The expert is confident that the events in Ukraine cannot be called “the crisis in Ukraine or the Ukrainian crisis”. “This is not a crisis. This is a war. The war in the simplest meaning of the word,” he said.
“This is a Russian-Ukrainian war. To be more precise, this is Putin's war against Ukraine. Most Russians do not support the war. Putin's war against Ukraine is already a long-term one,” the expert is confident.
Speaking about the duration of the war, Illarionov said he was sure that the preparation took at least 11 years. “Since 2003. I can say that certain questions relating to the future war with Ukraine were discussed in my presence. I didn't think the talks would really lead to a real war,” he said.
The expert recalled the year 2004, when preparations for the future occupation and annexation of Crimea were checked during the Orange Revolution. In 2008, Russian JOurnal published the leaked plan of the military command, “in which you will see a detailed draft project of a war against Ukraine”. Information about actions to support separatists in Ukraine began to appear in 2009.
“So, they were preparing the war for a long time.
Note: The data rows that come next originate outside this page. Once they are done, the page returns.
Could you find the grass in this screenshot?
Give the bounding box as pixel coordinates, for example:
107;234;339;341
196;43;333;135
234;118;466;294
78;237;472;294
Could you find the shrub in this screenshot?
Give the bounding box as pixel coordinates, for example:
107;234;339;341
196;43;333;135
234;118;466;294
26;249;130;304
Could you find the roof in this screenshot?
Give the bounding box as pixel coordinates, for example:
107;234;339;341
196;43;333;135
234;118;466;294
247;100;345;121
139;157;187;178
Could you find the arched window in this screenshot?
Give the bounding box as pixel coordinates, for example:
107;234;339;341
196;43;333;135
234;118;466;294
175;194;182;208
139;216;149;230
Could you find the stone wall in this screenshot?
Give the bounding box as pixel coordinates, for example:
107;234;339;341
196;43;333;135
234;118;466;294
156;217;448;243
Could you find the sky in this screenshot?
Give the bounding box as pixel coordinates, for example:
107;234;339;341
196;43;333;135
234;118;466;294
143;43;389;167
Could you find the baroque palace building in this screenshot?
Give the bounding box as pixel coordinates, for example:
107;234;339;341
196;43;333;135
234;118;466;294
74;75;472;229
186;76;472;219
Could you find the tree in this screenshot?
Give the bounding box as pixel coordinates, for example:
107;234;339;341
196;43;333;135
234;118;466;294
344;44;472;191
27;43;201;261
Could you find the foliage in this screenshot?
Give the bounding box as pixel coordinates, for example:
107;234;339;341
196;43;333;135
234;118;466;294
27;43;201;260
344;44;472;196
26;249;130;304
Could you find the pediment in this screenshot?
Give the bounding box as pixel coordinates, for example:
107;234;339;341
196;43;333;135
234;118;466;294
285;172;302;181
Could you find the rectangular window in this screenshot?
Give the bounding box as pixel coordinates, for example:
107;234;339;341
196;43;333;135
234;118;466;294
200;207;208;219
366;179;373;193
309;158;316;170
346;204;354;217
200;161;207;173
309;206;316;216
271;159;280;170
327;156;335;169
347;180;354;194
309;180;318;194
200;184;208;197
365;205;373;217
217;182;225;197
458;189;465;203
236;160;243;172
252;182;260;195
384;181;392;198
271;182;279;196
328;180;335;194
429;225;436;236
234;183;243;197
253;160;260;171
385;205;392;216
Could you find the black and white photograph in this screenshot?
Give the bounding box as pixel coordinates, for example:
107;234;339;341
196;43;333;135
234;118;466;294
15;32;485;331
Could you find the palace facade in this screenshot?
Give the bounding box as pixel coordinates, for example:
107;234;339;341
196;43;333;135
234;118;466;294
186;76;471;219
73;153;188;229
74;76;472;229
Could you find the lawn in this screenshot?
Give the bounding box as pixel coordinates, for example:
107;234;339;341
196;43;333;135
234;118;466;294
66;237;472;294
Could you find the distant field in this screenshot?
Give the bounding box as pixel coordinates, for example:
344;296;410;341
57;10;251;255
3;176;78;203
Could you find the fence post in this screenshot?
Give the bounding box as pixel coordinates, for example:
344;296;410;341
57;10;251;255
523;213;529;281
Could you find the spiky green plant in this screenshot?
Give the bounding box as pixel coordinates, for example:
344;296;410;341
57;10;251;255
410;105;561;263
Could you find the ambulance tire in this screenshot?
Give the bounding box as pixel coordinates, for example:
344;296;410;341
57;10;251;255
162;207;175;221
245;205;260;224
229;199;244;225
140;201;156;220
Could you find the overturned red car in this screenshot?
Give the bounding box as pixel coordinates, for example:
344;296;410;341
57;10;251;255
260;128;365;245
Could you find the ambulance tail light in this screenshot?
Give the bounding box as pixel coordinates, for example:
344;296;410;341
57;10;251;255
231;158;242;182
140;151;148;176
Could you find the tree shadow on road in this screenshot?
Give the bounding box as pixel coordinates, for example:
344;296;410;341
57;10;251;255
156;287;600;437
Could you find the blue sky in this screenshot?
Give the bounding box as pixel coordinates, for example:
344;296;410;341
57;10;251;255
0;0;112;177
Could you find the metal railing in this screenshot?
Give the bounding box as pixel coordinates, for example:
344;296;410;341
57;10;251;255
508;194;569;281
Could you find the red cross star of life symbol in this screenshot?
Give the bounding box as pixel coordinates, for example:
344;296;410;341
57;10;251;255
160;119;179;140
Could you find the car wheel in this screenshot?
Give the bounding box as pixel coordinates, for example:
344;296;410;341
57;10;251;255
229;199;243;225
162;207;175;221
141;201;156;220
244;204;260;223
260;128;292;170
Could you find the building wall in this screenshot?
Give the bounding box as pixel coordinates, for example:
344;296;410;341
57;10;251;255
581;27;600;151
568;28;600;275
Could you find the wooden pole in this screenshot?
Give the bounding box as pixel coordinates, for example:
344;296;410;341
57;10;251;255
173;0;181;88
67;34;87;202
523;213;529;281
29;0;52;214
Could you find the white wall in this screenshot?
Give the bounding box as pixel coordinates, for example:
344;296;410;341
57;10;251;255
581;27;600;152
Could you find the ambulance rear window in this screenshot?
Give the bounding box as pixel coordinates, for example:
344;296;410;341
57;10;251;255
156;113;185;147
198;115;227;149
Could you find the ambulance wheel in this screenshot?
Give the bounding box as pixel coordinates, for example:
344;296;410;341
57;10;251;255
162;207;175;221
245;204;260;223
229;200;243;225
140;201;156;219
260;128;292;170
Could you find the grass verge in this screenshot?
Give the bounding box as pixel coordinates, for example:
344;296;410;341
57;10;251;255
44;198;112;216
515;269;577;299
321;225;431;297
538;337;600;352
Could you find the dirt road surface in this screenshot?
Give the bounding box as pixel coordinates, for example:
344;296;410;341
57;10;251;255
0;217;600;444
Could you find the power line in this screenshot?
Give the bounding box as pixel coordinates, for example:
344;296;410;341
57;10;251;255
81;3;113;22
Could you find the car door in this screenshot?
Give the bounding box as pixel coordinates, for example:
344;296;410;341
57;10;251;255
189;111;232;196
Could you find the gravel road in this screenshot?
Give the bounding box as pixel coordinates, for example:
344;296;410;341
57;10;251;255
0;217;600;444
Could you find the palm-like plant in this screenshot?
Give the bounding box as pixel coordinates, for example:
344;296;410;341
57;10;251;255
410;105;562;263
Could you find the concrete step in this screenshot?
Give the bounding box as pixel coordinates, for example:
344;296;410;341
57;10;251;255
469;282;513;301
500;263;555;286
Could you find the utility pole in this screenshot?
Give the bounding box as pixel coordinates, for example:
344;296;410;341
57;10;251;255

The other matter is that it is a long war that has been continuing for more than 16 months. It was officially launched on July 27, 2013, by Putin's speech in Kyiv on the occasion of the anniversary of the baptism of Kyivan Rus. You can find here clear remarks about the start of the hybrid campaign, an intervention, but not a war,” he thinks.
“Unfortunately, the war won't end in the nearest time,” Illarionov thinks. “We see what Putin says and what he does. We have faced a long-term war. But this is not only Putin's war against Ukraine,” the expert is confident.
He recalled problems with Georgia, Armenia, Azerbaijan, Transnistria and Kazakhstan. “Putin said Kazakhstan didn't have historical statehood. It means that the state without historical statehood can lose it when Nazarbayev is not here,” the expert said, pointing at the events in Latgale, a region in eastern Latvia with Russian-speaking population, in the past few weeks.
“He [Putin] has the same intention he had in Crimea and eastern Ukraine. He uses the same approach. This is not a challenge only to post-Soviet countries. This is a challenge for the entire EU and NATO. And there's no answer to the challenge,” Illarionov said.
The expert says these actions are aimed at “breaking Europe's order of the last few decades”.
Illarionov also turned attention to Putin's latest speeches in Valdai and Sochi “that are important for any European policy”. He compared the speeches to Adolf Hitler's letters to UK prime minister Chamberlain on 23 and 25 August 1939, in which Hitler offered to change the world order.
The expert says the letters and Putin's speeches have 25 common points. “Almost the same words, sentences and ideas. We spoke some months ago about Putin's idea to restore the so called “Russian world”. The idea is out-of-date now. Ambitions are more far-reaching. They include the proposals to change the world order, the international system existing since World War II. We now see not just regional problems, such as Putin's war against Ukraine or a war against neighbours in the post-Soviet area, but a war against the EU and NATO. It is an intention to change the entire world order,” Illarionov said.
According to him, Putin and “his propaganda machinery said clearly that it is the fourth world war”. “It is obviously for you if you listen to them. They regard the cold war as the third world war and say the fourth world war must change the game rules,” the expert thinks.
Illarionov mentioned two aspects of the confrontation. “This is an information war, or to be more precise, a disinformation war in all languages that creates a new vision of the world order. Unfortunately, we have to admit that they have achieved certain success both in Russia and other countries,” he said.
Another aspect is what the former president's advisor calls “nuclear blackmail”. “This is the most dangerous thing. Any responsible politician in Europe or America will do his best to prevent a nuclear war. The message of the Valdai-Sochi speeches is very clear: you must accept the new world order, otherwise I will threaten you with nuclear weapons. This is the challenge that the world cannot respond to yet,” the experts said about Putin's speeches.
Illarionov is confident the war can end “only when Russia becomes a free democratic state”. “Risks and threats will exist for as long as Russia remains dictatorial,” Illarionov thinks.